She said men needed to join the care sector in order for the country to cope with this increase in older people needing care. Women currently make up 82 per cent of the care workforce and whereas just 4.2 per cent of working men work in health and social care, nearly one in six women (15.5%) work in the sector.

Additional research conducted by Anchor found that 94 per cent of young people agree care is a suitable profession for a man but a quarter of men aged 16 to 25 (25%) say they would never consider becoming a carer. Nearly a third (31%) of young men said that was because they simply didn’t know enough about the job to be able to consider it.

Anda said she was proud to work in care and would encourage other young people to join the sector. ve always wanted to work for a charity.

“I think young people should consider care as a career because it’s a very versatile job. You do a lot of different things and are responsible for a wide range of activities.

“You learn a lot of new skills that you wouldn’t think at first were applicable, such as building links with the local community.

 “I love working the residents and enjoy spending time with old people, ensuring they are looked after and stimulated through meaningful activity. I know I am helping improve their lives.”
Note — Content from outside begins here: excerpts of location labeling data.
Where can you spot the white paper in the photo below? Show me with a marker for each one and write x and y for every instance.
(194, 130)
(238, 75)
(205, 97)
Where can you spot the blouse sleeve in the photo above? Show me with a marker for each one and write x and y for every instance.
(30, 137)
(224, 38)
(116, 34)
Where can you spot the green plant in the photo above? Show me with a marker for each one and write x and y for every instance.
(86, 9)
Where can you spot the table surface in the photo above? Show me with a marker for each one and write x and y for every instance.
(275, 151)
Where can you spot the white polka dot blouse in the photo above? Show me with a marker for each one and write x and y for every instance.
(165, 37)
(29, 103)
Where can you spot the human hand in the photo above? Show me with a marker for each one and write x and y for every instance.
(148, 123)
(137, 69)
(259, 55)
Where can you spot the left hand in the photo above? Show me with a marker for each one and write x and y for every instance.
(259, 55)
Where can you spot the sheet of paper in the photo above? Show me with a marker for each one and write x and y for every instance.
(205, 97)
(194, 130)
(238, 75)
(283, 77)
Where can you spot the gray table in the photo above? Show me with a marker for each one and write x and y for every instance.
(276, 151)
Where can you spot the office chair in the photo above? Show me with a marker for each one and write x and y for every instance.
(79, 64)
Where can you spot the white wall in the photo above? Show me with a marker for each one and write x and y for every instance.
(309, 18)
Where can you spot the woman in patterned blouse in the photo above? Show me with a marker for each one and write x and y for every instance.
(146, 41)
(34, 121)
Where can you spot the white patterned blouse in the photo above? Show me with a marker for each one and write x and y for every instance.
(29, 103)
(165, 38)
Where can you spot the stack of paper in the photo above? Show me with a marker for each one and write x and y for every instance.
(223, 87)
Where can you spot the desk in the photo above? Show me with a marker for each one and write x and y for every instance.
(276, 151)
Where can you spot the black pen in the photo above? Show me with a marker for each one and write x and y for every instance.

She added that society had to address the workforce timebomb otherwise older people of the future faced a life without care.

Anda said: “The care sector needs to attract a wider range of staff: young and old, and we need more men to consider care as a potential career – particularly as men are living longer. Our workforce should reflect the diversity of our customers.

“Anchor is creating 1,000 new jobs across the south east, ranging from care assistants through to managerial positions at our new developments. We offer extensive training and promotion prospects that we hope will continue to encourage people to consider joining and staying in the care workforce.”